So I thought I'd take the time in the middle of this series to explain just why I reject that argument, because its a common line of thought propagated by some conservative blogs.
And the counter argument comes down to this: souls are at stake!
Our Lord and the martyrs
The first point I'd make is that the argument that we should do everything to avoid disruption, avoid a split or reformation runs counter to the entire providential history of the Church.
I'm all for attempting to convert people, doing everything possible to promote unity.
But it can't be at the expense of truth.
To me, the so-called biological solution reeks of saying that the Apostles should have kept quiet with their message and avoided conflict with the authorities, just sat back and hoped the message would permeate out, and wait for the old guard to die off.
It's like saying those early centuries when popes repeatedly condemned heresy and often lost their lives for it were a mistake, because some of those heretical sects split off and continued for a while.
It's like saying that those saintly bishops like St Athanasius shouldn't have let it get to the point where they were exiled from their own dioceses rather than be silenced.
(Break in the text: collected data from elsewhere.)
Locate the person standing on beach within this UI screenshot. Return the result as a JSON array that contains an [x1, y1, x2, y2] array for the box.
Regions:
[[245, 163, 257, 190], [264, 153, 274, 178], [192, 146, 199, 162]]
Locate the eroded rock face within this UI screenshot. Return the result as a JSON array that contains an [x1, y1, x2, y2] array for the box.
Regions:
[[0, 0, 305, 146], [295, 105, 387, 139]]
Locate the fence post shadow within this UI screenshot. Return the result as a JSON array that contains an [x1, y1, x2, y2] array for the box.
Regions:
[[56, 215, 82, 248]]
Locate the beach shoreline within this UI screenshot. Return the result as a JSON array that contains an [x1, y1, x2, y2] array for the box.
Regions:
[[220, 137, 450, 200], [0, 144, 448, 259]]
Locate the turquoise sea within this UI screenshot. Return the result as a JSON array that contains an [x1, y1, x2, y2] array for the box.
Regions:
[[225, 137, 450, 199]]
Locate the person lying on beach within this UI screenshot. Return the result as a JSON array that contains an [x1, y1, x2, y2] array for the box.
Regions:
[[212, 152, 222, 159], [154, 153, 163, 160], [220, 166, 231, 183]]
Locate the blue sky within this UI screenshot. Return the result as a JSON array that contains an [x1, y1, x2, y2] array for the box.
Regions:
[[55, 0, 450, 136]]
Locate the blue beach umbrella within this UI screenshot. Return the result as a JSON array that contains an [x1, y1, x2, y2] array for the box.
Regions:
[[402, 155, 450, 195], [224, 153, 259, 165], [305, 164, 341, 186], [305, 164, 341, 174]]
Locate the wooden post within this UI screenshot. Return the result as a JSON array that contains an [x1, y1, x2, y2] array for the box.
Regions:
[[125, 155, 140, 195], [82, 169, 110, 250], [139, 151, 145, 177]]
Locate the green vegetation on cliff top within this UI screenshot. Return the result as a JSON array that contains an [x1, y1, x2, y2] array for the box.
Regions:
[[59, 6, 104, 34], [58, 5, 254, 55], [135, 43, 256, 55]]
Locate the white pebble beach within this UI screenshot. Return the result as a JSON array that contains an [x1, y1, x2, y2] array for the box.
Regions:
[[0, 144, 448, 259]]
It's like saying Luther should have been allowed to continue to preach his heresies with the endorsement of the Church.
Things won't change unless we change them!
It just doesn't work like that in my view.
Things won't necessarily change just because one particular individual dies, because the system and ideas that he or she embodies will continue on. We all work within particular shared mindsets, sets of ideas that affect how we perceive the world.
We have to challenge those mindsets, make people see something new, if we want things to change.
So many of those early martyrdom stories tell of the saints converting their captors through their courage and conviction.
That's why the blood of the martyrs is the seed of the Church: their witness provides powerful moments of grace for others.
Do you love God and want to be with him in heaven?
There are three reasons, I think, why it is vitally important that we all stand up and fight.
Firstly for ourselves. We cannot live on desert islands: we need others around us to help sustain our faith.
When I walk out of Mass early (as I did last Sunday night), unable to worship properly because I felt slimed by (amongst many other issues) the excessively sensuous nightclub-style crooning that was being passed off as the music for the Mass, I'm not exactly feeling closer to heaven! I always worry I'm headed for hell, and I want the Church to be there to stop my headfast fall and help me up, point me in the other direction, not give me a shove downwards through false teaching, poor liturgy and general nuttiness!
Secondly for our friends, family and community.
If we love God and want to be with him, we surely also want those we know, those we encounter also to share that joy now, and the chance to live eternally.
I for one worry not just about myself, but about all of my family, friends and acquaintances. I love my country and I want it to be a Christian one. I want everyone to convert - but my own evangelisation efforts are too often stymied at the point when I manage to get people to the point of attending an actual Mass...
Thirdly for the survival of the Church in Australia.
The problem with the 'biological' solution to the liberals is that they are intent on taking us all down with it.
Too many bishops still block traditionalist and conservative men from becoming priests.
Too many bishops resist having EF Masses in their dioceses, certainly at any time or place when they might be encountered by those who normally attend the Ordinary Form.
Too many bishops mouth the words, but in fact promote lukewarmness.
Too many priests undermine the worship of God by promoting the worship of themselves and the community.
Too many priests manage to sabotage the sacrament of confession.
The necessity of conversion
Many Catholics today (yea even Princes of the Church), I would suggest, have been infected by a Universalist, modernist view of salvation that assumes almost anyone - even atheists (!) - not only can get to heaven, but will.
I beg to differ.
Just who can get to heaven is one of those relatively undefined areas in terms of formal teaching, so many propositions in this area are indeed open to theological debate.
But we must always be guided by Scripture and the Tradition of the Church.
And Scripture repeatedly stresses that the way is narrow, and few will make it.
The Tradition has, it is true, long accepted that some few 'righteous pagans', particularly from the pre-Christian era, may have made into heaven. But it has never said you can deliberately reject the call to conversion, reject God outright, deliberately do evil, and yet still get to heaven.
And it has certainly never accepted that one can reach heaven with unrepented serious mortal sins - such as heresy, apostasy, scandal, refusal to worship God in accordance with the Church's laws and more - on one's account.
Souls are at stake, and that is why we are called to stand up and fight.